S2-mlp V1&V2: Spatial-shift MLP Architecture for Vision

The original document: www.yuque.com/lart/papers…

Two articles on S2-MLP will be summarized here. The core idea of these two papers is the same, namely, replacing spatial MLP based on spatial offset operation.

Understand the text from the abstract

V1

Recently, visual Transformer (ViT) and its following works abandon the convolution and exploit the self-attention operation, attaining a comparable or even higher accuracy than CNNs. More recently, MLP-Mixer abandons both the convolution and the self-attention operation, proposing an architecture containing only MLP layers. To achieve cross-patch communications, it devises an additional token-mixing MLP besides the channel-mixing MLP. It achieves promising results when training on an extremely large-scale dataset. But it cannot achieve as outstanding performance as its CNN and ViT counterparts when training on medium-scale datasets such as ImageNet1K and ImageNet21K. The performance drop of MLP-Mixer motivates us to rethink the token-mixing MLP.

This leads to the main content of this article, the improvement space MLP.

We discover that the token-mixing MLP is a variant of the depthwise convolution with a global reception field and spatial-specific configuration. But the global reception field and the spatial-specific property make token-mixing MLP prone to over-fitting.

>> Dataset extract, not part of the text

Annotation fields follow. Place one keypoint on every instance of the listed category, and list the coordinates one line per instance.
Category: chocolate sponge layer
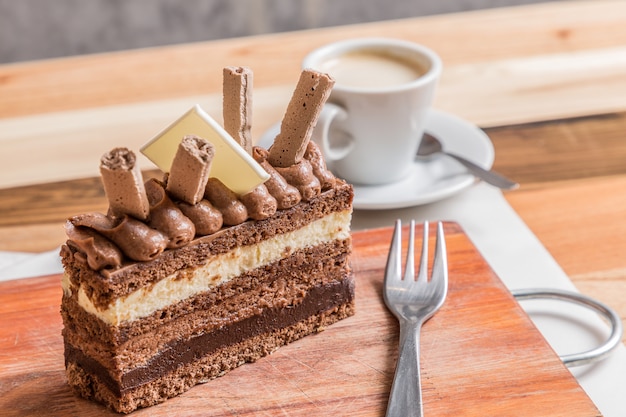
(104, 287)
(200, 358)
(281, 284)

The problem of spatial MLP is pointed out, because of its global receptive field and spatial specific properties, the model is easy to overfit.

In this paper, we propose a novel pure MLP architecture, spatial-shift MLP (S2-MLP). Different from MLP-Mixer, our S2-MLP only contains channel-mixing MLP.

Only channel MLP is mentioned here, indicating that a new method has been found to expand the receptive field of channel MLP and to preserve point operation.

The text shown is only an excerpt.